Gallery@TCA, Tempe Center for the Arts, Tempe, Arizona
Recommendation by Deborah Ross


Emily Matyas, "Heading Home" from "I Am My Ancestors," archival pigment print, 29.5" x 23" framed. Courtesy of Tempe Center for the Arts

Continuing through May 12, 2018

A stellar group of Southwest-based artists share the gallery in “Walk in My Shoes” which, as the title suggests, is meant to stir empathy and compassion as it portrays the human condition. There are undertones of activism and feminism, springing from themes of self-identity, immigration, indigenous rights and homelessness. Photographer Emily Matyas dissects cultural identity by recreating the daily life of her Romanian grandmother with portraits of herself in folk dress. The surrogate tends to an oversized haystack, walks through a grove of bare trees, and in a change of setting, adapts to the desert. Will Wilson deals in large-scale tintype portraiture of various acquaintances, including Native Americans, as a way to subvert the controversial Edward S. Curtis prototype. Julio César Morales’ “Undocumented Interventions” series is sparely executed in ink and watercolor. The drawings at first charm the eye with their simplicity, but that all changes as we see that they depict how babies, children and adults are forced to hide in piñatas, washing machines, stereos and the like as they attempt to cross the U.S.-Mexico border.  
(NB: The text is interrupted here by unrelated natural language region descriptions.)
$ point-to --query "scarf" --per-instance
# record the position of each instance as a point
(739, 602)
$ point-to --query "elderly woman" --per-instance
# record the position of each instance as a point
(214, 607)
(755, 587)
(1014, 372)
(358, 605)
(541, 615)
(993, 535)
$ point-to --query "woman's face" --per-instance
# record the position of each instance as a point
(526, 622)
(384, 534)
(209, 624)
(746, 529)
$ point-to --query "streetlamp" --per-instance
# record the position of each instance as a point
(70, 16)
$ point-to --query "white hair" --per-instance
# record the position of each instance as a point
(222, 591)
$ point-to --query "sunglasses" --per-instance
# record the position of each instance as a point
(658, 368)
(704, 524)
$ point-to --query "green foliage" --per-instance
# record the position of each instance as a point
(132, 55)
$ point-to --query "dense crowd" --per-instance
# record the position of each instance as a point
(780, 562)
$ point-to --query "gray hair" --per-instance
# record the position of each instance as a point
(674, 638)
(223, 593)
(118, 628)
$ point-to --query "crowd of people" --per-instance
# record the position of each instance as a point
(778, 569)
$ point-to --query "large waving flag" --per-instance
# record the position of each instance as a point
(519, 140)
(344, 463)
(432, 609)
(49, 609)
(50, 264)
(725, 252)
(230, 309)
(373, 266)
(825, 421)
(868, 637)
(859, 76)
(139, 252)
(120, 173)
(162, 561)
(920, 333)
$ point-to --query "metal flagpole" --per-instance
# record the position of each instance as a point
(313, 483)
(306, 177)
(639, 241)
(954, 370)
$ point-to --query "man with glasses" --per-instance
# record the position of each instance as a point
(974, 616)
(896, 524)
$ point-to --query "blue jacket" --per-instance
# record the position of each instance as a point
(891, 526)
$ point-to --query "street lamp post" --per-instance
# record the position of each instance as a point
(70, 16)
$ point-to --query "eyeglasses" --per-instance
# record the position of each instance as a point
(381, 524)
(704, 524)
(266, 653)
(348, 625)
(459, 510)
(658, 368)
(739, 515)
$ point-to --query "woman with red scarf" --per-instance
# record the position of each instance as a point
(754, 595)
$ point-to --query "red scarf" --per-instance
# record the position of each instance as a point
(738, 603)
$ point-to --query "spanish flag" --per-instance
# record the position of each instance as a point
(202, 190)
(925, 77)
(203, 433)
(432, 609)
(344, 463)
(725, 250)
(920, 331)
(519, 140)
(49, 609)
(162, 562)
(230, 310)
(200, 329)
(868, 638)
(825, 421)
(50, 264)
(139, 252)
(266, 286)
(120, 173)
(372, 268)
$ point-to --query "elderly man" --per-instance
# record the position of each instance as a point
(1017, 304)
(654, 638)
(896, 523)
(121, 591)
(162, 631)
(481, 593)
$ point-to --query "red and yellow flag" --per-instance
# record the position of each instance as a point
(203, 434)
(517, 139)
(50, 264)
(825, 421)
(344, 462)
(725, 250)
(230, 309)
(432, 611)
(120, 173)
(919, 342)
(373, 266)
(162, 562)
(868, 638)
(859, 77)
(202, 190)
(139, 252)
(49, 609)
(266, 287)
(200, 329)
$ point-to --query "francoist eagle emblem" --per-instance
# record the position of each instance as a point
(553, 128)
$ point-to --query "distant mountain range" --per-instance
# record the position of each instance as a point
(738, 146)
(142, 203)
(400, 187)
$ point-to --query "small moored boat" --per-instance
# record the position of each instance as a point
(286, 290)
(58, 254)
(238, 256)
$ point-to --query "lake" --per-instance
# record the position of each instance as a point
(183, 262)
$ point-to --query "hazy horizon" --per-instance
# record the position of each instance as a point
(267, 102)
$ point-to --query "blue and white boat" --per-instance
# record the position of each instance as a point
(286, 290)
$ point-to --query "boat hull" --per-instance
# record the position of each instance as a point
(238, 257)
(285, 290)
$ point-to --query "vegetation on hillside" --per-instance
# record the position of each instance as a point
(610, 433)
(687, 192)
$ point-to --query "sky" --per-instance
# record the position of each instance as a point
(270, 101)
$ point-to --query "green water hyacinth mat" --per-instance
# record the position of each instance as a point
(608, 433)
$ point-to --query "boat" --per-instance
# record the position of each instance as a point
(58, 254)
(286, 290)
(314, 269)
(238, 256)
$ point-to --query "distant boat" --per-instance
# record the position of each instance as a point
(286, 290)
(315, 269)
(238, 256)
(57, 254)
Ann Morton’s works often pertain to the Phoenix homeless population. Here, the installation “False Safety Net” is a black mesh bag containing clothing, soft toys and various castoffs. It hangs from the ceiling over “Caution Field,” a yellow-and-black “carpet” of caution tape woven by homeless persons. Annie Lopez creates full-scale dresses by culling family documents, then reproducing them as cyanotypes on tamale paper. Gregory Sale evolves an installation of paper messages from death-row prisoners. Stephen Marc adds his vibrant documentary photography. The show’s many sharp, issue-oriented observations help prove that socially engaged art is alive and well in Arizona.